Consider the wave operator

[tex] \Box^2 = \frac{\partial^2}{\partial t^2} - \frac{\partial^2}{\partial x^2}[/tex]

Write Green's forumula for an arbitrary domain [itex] \Omega [/itex] with boundary [itex] \Gamma [/itex]

## Homework Equations

define a vector q, where

[tex] q \cdot e_t = n \cdot e_t [/tex]

[tex] q \cdot e_x = -n \cdot e_x [/tex]

where e_x, e_t are unit vectors in x, t dimensions, n is the normal.

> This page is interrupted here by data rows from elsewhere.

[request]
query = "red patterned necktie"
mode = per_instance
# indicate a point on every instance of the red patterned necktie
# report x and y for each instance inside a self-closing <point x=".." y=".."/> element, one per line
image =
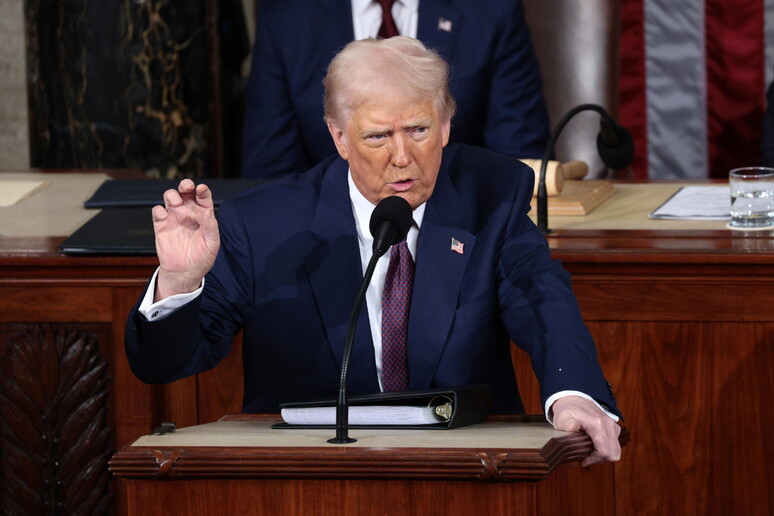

Show Green's formula takes the form

[tex] \int_\Omega (v\Box^2u - u\Box^2 v)dx dt = \int_\Gamma \left( v\frac{\partial u}{\partial q} -u\frac{\partial u}{\partial q} \right)dl[/tex]

where dl is an element of arclength along the bounding curve [itex] \Gamma [/itex]

(u and v are arbitrary functions in R1)

## The Attempt at a Solution

I'm starting with Green's formula for an arbitrary linear operator:

[tex] \int_\Omega (vLu - L^*v) = \int_\Gamma div(J(u,v)) [/tex]

Where L is an ODE operator, and J is the conjunct of u and v. For the operator above, this takes the form of

[tex] \int_\Omega (vLu - L*v) = \int_\Gamma div \left[e_t \left( v\frac{\partial u}{\partial t} -u\frac{\partial u}{\partial t}\right) + u grad_x v - v grad_x u \right][/tex]

Where grad_x is the gradient along x. Now, the div operator should give us the same a the dot product of the normal to the line space:

[tex] = \int_\Gamma n\cdot\left[e_t \left( v\frac{\partial u}{\partial t} -u\frac{\partial u}{\partial t}\right) + u grad_x v - v grad_x u\right] [/tex]

I believe that [itex] n \cdot grad_x = \frac{\partial}{\partial n}[/itex]. So, substituting the form of q above, I have

[tex] = \int_\Gamma \left( q\cdot e_t \left( v\frac{\partial u}{\partial t} -u\frac{\partial u}{\partial t}\right) + \left(v\frac{\partial u}{\partial q} - u\frac{\partial u}{\partial q}\right)\right) [/tex]

I'm almost there, I'm just not sure how [itex] \left( q\cdot e_t \left( v\frac{\partial u}{\partial t} -u\frac{\partial u}{\partial t}\right) [/itex] disappears.